Strict definitions of race should be avoided, she says. Imagination is what matters. Is that what the drafters of the Convention Against Apartheid and the Rome Statute had in mind? Not likely.

In any event, as historian Benny Morris recently said when he addressed the apartheid issue in The Wall Street Journal, the conflict is not about race: “Instead, the Israeli-Palestinian conflict is essentially national, a struggle between two nations over the same tract of land.” And that goes straight to heart of Lynk’s argument: the issue of Palestinian self-determination. As Lynk would have it, Israel’s apartheid regime has denied Palestinians a state of their own. Of course, the world community offered Palestinians a state in 1947. They rejected it, and tried to murder every Jew in Israel.
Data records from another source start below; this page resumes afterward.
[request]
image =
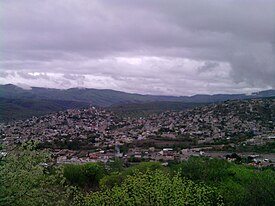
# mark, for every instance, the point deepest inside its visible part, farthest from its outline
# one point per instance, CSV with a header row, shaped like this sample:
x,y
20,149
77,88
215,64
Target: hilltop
x,y
18,103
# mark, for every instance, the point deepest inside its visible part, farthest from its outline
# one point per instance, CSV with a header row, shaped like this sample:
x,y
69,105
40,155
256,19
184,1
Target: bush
x,y
153,188
85,175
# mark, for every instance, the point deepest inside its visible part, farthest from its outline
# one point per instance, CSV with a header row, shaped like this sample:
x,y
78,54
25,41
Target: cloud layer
x,y
146,46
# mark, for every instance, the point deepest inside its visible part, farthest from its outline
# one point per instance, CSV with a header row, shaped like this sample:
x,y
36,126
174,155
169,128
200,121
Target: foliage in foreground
x,y
152,188
238,184
25,180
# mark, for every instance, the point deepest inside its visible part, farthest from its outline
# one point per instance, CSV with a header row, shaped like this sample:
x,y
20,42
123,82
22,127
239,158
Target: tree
x,y
27,179
152,188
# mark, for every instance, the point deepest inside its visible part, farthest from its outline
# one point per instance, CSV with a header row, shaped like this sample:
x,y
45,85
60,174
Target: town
x,y
97,134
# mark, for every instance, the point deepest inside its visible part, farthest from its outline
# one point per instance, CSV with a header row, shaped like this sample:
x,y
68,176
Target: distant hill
x,y
107,97
15,109
18,103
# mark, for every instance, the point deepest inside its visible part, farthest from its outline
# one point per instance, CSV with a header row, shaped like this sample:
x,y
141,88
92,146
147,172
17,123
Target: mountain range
x,y
18,103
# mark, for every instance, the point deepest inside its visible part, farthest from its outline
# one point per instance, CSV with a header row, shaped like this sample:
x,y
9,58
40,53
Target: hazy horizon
x,y
175,48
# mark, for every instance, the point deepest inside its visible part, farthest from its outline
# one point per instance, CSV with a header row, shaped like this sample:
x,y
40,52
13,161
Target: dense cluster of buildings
x,y
94,134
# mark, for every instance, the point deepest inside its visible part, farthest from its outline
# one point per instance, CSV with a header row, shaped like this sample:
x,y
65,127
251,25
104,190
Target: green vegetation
x,y
29,177
153,188
238,184
26,178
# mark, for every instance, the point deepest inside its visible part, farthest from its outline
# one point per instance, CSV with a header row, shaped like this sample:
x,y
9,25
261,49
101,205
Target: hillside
x,y
15,109
17,103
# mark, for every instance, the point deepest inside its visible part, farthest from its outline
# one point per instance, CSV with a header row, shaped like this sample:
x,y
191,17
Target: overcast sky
x,y
170,47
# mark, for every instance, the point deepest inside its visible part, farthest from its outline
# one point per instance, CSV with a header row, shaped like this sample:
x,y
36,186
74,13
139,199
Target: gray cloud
x,y
148,46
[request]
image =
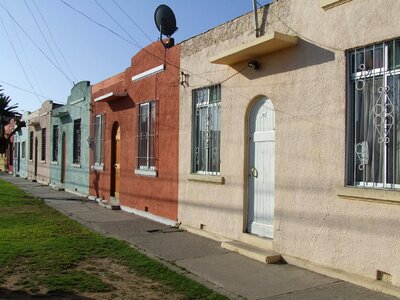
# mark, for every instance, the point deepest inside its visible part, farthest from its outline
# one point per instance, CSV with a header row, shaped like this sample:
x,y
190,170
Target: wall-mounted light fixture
x,y
254,65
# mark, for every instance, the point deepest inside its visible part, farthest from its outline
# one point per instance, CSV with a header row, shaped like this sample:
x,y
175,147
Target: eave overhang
x,y
266,44
111,96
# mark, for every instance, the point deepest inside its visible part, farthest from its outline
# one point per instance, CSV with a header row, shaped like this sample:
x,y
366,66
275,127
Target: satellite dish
x,y
166,23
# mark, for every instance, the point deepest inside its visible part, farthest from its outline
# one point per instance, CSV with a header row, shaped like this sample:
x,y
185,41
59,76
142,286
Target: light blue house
x,y
69,142
21,146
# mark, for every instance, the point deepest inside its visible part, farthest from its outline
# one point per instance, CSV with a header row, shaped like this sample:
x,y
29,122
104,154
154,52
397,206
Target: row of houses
x,y
285,138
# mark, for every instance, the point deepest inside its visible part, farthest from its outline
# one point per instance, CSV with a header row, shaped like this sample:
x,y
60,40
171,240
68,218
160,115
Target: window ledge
x,y
147,172
327,4
370,195
217,179
98,167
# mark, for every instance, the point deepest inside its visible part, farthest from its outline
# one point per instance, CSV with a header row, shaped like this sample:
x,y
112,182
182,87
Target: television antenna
x,y
166,24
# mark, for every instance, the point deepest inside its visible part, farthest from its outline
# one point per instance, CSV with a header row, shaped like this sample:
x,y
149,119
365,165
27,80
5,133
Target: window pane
x,y
206,130
43,156
373,112
146,137
394,55
77,142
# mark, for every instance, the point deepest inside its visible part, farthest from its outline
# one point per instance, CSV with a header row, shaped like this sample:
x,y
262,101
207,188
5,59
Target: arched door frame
x,y
246,145
113,179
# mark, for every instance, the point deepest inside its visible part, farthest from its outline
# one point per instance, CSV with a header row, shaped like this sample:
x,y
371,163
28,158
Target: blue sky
x,y
83,50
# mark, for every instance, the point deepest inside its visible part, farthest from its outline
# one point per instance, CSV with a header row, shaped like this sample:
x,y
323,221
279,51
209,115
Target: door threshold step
x,y
253,252
108,205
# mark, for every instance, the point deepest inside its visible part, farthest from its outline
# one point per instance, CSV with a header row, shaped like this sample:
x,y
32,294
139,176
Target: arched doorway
x,y
261,169
115,160
63,157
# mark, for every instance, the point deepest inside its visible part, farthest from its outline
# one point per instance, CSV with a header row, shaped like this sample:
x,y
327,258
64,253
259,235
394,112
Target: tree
x,y
7,112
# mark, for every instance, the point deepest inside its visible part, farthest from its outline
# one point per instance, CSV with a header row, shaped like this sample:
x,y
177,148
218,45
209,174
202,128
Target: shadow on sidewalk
x,y
18,294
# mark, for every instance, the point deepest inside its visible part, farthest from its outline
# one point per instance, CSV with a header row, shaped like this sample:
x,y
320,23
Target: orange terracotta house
x,y
134,130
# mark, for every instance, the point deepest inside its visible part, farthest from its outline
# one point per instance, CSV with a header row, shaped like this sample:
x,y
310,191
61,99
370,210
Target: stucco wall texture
x,y
307,85
39,120
78,107
21,137
158,195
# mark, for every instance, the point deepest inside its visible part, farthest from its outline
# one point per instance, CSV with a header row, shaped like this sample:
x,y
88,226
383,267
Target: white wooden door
x,y
261,170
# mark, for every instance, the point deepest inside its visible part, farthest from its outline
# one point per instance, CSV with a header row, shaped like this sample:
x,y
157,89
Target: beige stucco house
x,y
290,141
38,151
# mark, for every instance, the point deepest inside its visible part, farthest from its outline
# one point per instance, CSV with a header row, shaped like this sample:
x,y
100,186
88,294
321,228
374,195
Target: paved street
x,y
202,259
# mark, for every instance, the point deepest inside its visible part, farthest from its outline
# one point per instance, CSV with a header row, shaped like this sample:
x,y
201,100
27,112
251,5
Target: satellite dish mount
x,y
166,24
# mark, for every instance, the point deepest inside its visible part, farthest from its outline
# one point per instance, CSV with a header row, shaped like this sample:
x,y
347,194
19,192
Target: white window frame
x,y
358,79
98,141
149,168
205,105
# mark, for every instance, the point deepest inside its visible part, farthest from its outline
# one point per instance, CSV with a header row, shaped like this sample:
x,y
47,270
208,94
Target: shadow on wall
x,y
303,55
121,104
19,294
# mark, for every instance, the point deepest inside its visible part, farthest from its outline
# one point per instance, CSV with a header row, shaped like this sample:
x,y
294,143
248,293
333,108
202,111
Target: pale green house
x,y
70,140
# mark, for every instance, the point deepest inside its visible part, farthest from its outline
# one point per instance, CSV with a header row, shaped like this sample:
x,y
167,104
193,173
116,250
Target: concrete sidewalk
x,y
199,258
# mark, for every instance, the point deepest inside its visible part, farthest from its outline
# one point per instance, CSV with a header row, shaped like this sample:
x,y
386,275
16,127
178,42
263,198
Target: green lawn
x,y
45,248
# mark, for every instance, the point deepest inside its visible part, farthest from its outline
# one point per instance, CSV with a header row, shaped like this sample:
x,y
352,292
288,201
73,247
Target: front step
x,y
113,204
256,253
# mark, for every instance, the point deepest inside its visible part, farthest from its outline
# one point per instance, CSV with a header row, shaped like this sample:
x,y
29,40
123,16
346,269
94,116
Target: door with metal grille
x,y
261,182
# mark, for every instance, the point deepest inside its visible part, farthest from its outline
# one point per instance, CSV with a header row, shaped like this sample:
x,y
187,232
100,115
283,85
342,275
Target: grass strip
x,y
49,246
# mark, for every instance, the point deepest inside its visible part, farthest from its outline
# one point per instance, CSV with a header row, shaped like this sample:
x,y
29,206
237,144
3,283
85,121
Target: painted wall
x,y
155,195
307,85
77,107
9,163
38,120
20,137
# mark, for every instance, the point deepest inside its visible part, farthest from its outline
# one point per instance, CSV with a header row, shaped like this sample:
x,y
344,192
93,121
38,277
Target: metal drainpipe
x,y
256,18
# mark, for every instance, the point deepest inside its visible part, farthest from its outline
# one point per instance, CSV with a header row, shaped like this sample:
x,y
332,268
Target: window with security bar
x,y
206,138
55,143
43,156
31,145
98,139
373,116
76,159
23,149
146,136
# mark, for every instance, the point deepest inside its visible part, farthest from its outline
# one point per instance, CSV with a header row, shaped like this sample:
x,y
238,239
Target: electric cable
x,y
41,32
19,60
119,25
35,44
133,22
22,89
54,42
22,47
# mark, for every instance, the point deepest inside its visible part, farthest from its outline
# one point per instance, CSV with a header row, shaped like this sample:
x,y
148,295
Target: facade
x,y
9,155
39,123
69,141
21,146
135,124
291,136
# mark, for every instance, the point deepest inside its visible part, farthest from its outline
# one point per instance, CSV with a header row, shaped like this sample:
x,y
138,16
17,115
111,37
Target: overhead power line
x,y
25,90
43,36
21,45
52,38
19,60
36,45
133,22
119,25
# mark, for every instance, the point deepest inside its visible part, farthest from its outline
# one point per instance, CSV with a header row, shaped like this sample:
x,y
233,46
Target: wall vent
x,y
383,276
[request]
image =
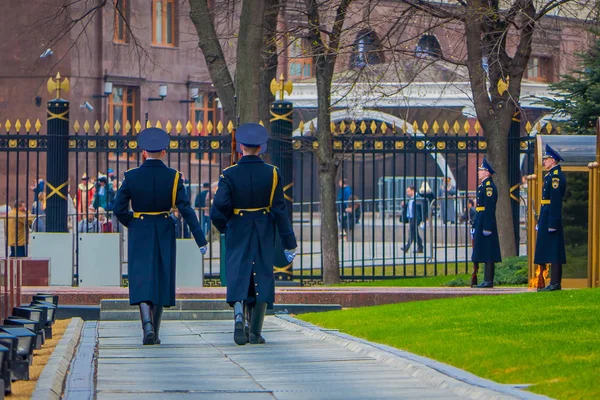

And, of course, except for their intransigence, the Palestinians could have had a state several other times since then. Instead, they opted for continued violence and the maximalist goal of Arab dominion “from the river to the sea.”

As Lynk notes, his mandate only extended to the West Bank and Gaza. So he says nothing about Israel proper. Therefore, he sees no need to acknowledge that Israeli Arabs are full citizens, serve in the ruling government coalition, the Knesset, Supreme Court, IDF, and in every facet of private and public life.

None of this has to do with race, much less anything that could be called apartheid. Nevertheless, as Morris notes, “The use of terms like racism and apartheid is a way to engage and influence readers in the US and Europe, where race is a burning issue.” The apartheid claim helps spread the narrative of Palestinian victimhood. Certainly, it supports the BDS movement. But most importantly, for Lynk and his fellow travelers, it delegitimizes the Jewish state. For the “human rights” crowd at the UN, that’s what it’s all about.

Paul Schneider is an attorney, writer, and member of the Board of Directors of the American Jewish International Relations Institute (AJIRI), an affiliate of B’nai B’rith International.